Python scripts and Jupyter notebooks to import G-NAF dataset into Elasticsearch using MongoDB along with a script to generate dummy Australian demographic data and import it into Elasticsearch.
The Geocoded National Address File (referred to as G-NAF) is Australia’s authoritative, geocoded address file.
G-NAF is produced by PSMA Australia and on their page for GNAF, there is a Getting Started Guide. You can follow the steps in the guide to import G-NAF into a relational database. Almost everything you need is in the guide but one thing is missing - the actual method to import the data files into a database.
I import G-NAF into PostgreSQL and then import from PostgreSQL to Elasticsearch.

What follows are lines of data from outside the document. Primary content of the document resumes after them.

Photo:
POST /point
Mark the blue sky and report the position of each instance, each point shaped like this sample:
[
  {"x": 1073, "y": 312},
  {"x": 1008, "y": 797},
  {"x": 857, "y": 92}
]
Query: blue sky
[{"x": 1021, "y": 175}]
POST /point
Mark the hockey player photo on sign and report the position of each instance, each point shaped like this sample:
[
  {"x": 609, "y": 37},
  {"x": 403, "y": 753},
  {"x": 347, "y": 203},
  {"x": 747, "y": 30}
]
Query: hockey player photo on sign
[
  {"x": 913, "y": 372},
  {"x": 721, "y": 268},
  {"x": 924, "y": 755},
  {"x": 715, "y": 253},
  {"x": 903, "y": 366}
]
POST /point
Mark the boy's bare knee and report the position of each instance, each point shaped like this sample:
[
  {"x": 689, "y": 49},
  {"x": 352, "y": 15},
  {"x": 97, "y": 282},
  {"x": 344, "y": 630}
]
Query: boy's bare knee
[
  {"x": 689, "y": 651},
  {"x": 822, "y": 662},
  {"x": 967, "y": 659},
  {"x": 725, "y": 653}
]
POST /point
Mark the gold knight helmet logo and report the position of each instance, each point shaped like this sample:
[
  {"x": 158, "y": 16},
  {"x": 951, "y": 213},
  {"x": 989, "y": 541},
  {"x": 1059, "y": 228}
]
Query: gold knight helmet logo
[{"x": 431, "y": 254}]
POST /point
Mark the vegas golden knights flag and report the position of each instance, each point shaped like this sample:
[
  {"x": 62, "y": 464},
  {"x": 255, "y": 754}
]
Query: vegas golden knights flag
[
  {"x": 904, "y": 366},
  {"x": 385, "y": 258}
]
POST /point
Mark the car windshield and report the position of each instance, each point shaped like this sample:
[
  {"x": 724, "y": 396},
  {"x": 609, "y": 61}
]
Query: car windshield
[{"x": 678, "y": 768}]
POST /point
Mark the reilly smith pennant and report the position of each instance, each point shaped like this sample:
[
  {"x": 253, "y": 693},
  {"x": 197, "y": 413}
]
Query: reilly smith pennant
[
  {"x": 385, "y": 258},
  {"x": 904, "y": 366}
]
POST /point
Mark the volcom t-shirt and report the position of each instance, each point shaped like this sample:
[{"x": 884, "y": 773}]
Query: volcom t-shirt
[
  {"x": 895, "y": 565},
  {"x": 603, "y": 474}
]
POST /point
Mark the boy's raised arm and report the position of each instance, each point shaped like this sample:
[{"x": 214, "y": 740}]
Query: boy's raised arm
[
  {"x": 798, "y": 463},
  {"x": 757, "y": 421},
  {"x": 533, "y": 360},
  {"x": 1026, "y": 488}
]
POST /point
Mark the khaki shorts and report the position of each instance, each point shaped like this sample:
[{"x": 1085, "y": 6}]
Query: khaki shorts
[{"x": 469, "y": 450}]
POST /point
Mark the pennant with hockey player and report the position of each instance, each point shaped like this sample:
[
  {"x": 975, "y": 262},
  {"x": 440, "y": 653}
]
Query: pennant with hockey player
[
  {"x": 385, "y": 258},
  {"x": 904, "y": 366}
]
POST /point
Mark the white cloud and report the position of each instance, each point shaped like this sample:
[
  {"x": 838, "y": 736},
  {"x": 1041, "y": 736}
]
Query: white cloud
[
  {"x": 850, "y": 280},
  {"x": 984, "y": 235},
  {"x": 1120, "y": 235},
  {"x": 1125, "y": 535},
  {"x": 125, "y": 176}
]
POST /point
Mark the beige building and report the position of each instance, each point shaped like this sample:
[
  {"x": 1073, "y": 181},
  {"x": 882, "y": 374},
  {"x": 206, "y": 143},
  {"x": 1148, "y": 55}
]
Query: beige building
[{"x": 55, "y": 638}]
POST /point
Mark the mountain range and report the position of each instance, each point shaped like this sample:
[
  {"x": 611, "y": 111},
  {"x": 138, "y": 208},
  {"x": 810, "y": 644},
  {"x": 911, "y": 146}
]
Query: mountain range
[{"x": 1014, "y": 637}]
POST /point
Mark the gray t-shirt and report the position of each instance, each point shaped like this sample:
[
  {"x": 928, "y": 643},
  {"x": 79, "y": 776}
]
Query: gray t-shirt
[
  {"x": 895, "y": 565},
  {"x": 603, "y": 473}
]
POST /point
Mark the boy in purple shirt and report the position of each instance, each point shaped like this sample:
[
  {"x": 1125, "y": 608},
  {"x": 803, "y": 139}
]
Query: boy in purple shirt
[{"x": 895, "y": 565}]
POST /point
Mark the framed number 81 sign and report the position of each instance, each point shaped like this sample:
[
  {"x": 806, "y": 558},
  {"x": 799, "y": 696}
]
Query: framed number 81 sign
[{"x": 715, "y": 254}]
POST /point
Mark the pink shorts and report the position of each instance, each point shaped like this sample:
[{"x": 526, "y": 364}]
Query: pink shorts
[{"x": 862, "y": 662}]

copy_gnaf_to_postgres.ipynb
generates PostgreSQL's COPY command to import the files into Postgres. Just copy the generated command and use in PostgreSQL.
elastic_gnaf.py
imports G-NAF from postgres to Elasticsearch.
elastic_australian_people.py
is not related to G-NAF, but generates dummy Australian demographic data and imports it into Elasticsearch, if you need. 😊
- data61/gnaf: A set of utilities developed by CSIRO's Data61 to import G-NAF into a relational database, establish a Apache Lucence (which Elasticsearch uses under the hood) index and many other things.
- Building real-time address search with the Australian G-NAF dataset: A blog from Elastic with a similar goal as this repository but uses Microsoft F#.
- aus-search: Uses Node.js and MongoDB to import G-NAF into Elasticsearch.